I would like to know if someone could help me to optimize the ACS butterfly of the Viterbi decoder in C. I would prefer to go as far as possible without writing it in assembly. I am using the optimizing compiler option at level 3.
Is there a good example out there? Even for the C64x? Here is what I have so far (just started optimizing):
typedef union
{
uint32_t integer;
int16_t shorts[2];
}opt_u;
test_path_metrics_1.shorts[0] = path_metrics[start_states[0]] + current_branch_metric; // First pair goes in the lower bits
test_path_metrics_2.shorts[0] = path_metrics[start_states[1]] - current_branch_metric; // First pair goes in the lower bits
test_path_metrics_1.shorts[1] = path_metrics[start_states[0]] - current_branch_metric; // Second pair goes in the upper bits
test_path_metrics_2.shorts[1] = path_metrics[start_states[1]] + current_branch_metric; // Second pair goes in the upper bits
max_result.integer = _max2(test_path_metrics_1.integer, test_path_metrics_2.integer);
// A 1-true means select start state 1, a 0-false means select start state 0 (for both pairs)

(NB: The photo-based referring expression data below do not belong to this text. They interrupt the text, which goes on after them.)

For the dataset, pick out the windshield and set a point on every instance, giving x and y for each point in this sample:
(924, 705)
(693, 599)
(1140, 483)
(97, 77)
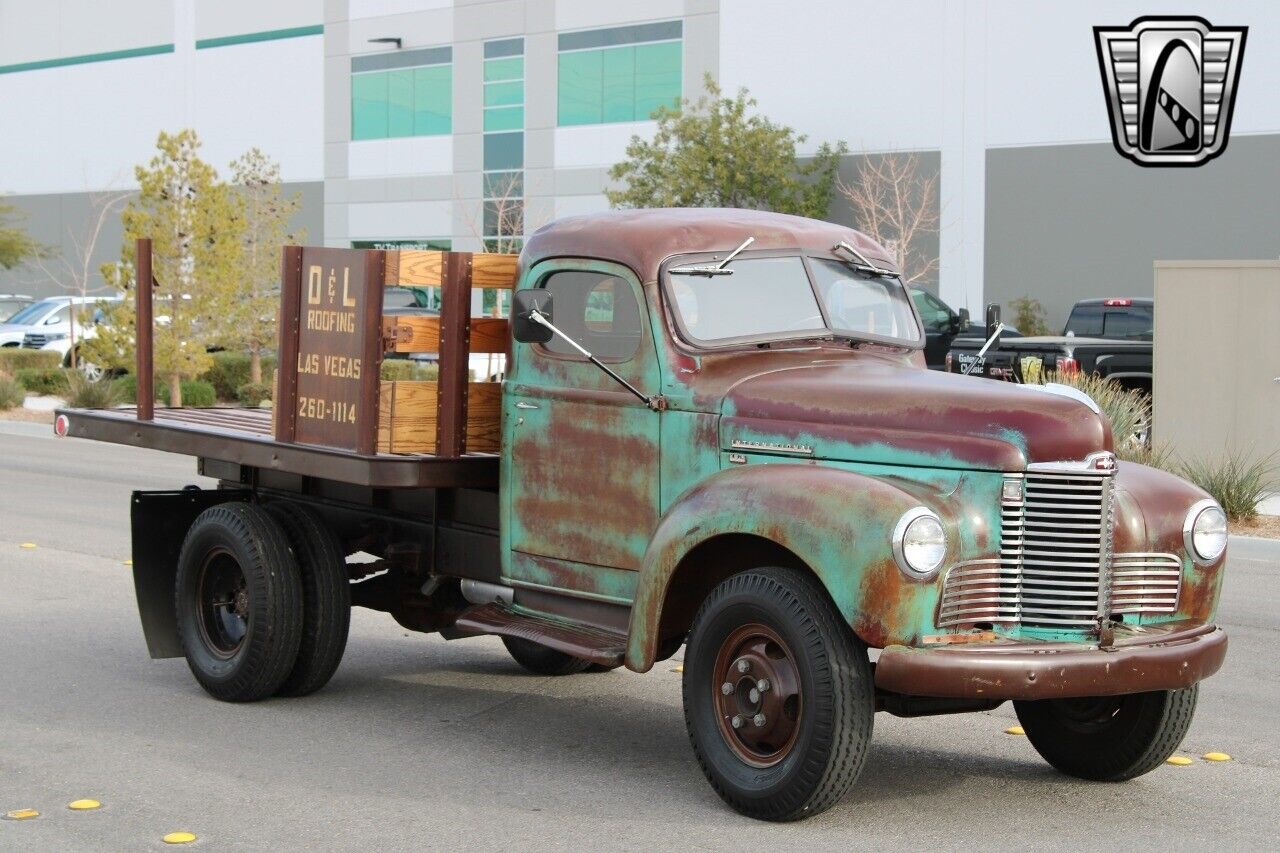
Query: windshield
(773, 299)
(30, 314)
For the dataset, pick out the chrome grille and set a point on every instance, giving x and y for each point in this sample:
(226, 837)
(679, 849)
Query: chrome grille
(1055, 557)
(1144, 583)
(1060, 538)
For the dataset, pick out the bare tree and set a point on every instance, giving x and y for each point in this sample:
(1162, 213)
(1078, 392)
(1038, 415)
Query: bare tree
(896, 205)
(74, 270)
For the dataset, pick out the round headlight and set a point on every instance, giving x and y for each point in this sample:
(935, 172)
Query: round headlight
(1205, 532)
(919, 542)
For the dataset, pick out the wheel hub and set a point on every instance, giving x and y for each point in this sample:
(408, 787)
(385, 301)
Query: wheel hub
(757, 692)
(223, 603)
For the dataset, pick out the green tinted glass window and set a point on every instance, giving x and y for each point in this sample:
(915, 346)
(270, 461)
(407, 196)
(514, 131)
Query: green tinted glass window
(658, 77)
(433, 100)
(369, 106)
(503, 94)
(504, 118)
(501, 69)
(617, 83)
(580, 91)
(400, 103)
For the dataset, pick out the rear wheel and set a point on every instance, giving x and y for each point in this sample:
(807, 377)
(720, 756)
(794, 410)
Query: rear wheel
(325, 598)
(238, 601)
(778, 697)
(542, 660)
(1110, 738)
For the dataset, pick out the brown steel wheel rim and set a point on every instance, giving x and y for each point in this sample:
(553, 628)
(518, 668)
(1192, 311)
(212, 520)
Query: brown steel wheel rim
(222, 603)
(755, 689)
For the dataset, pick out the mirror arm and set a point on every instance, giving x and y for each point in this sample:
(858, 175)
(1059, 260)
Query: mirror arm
(656, 402)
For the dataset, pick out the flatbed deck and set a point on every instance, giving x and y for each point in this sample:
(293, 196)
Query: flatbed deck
(243, 437)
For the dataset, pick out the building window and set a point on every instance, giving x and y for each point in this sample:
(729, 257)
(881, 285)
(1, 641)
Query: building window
(402, 94)
(620, 74)
(503, 217)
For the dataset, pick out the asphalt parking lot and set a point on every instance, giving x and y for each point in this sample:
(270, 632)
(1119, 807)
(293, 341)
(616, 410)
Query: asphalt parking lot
(425, 744)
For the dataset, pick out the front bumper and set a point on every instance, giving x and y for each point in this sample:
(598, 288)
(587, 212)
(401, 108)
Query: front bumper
(1165, 657)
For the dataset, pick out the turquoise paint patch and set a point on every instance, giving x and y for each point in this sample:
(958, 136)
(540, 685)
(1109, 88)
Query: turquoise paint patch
(266, 35)
(112, 55)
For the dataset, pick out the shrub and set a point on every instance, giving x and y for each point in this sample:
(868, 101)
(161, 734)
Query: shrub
(1237, 480)
(42, 381)
(229, 373)
(12, 393)
(195, 393)
(407, 369)
(1029, 316)
(87, 393)
(13, 359)
(254, 393)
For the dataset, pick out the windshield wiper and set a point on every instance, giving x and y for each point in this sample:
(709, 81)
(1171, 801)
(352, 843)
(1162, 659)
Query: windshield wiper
(707, 269)
(864, 264)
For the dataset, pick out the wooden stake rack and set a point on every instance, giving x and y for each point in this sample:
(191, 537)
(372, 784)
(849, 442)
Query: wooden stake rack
(333, 336)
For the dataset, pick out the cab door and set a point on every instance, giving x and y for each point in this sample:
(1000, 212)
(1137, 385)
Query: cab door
(580, 478)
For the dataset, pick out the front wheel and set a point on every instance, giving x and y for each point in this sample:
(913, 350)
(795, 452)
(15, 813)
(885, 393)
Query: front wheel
(778, 696)
(1110, 738)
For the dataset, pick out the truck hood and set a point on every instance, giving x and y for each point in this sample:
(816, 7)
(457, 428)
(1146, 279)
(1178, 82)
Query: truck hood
(880, 411)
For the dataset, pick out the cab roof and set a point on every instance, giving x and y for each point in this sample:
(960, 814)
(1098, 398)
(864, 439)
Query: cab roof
(643, 240)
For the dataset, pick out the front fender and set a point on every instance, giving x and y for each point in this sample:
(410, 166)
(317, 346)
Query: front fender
(839, 523)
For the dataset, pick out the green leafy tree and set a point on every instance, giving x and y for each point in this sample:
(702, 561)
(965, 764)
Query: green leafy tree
(16, 246)
(252, 315)
(718, 153)
(196, 228)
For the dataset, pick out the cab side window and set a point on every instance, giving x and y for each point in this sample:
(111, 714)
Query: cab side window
(598, 310)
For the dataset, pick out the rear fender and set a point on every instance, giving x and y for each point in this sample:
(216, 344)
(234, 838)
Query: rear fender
(159, 523)
(837, 523)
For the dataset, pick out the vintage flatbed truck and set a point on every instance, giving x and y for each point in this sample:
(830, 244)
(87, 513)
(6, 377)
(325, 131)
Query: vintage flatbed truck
(717, 430)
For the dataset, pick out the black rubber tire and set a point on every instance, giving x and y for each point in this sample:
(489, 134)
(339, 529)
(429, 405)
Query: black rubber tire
(325, 598)
(274, 601)
(542, 660)
(1138, 733)
(835, 728)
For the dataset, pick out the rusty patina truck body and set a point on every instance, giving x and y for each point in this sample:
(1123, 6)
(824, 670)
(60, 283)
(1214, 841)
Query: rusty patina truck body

cmp_result = _cmpgt2(test_path_metrics_2.integer, test_path_metrics_1.integer);
path_history[out_bit_idx][end_state_0] = start_states[cmp_result&1]; // Low result is in the LEAST significant bit
path_metrics_new[end_state_0] = max_result.shorts[0];
path_history[out_bit_idx][end_state_1] = start_states[(cmp_result>>1)&1]; // High result is in the MORE significant bit
path_metrics_new[end_state_1] = max_result.shorts[1];
Thank you
Chris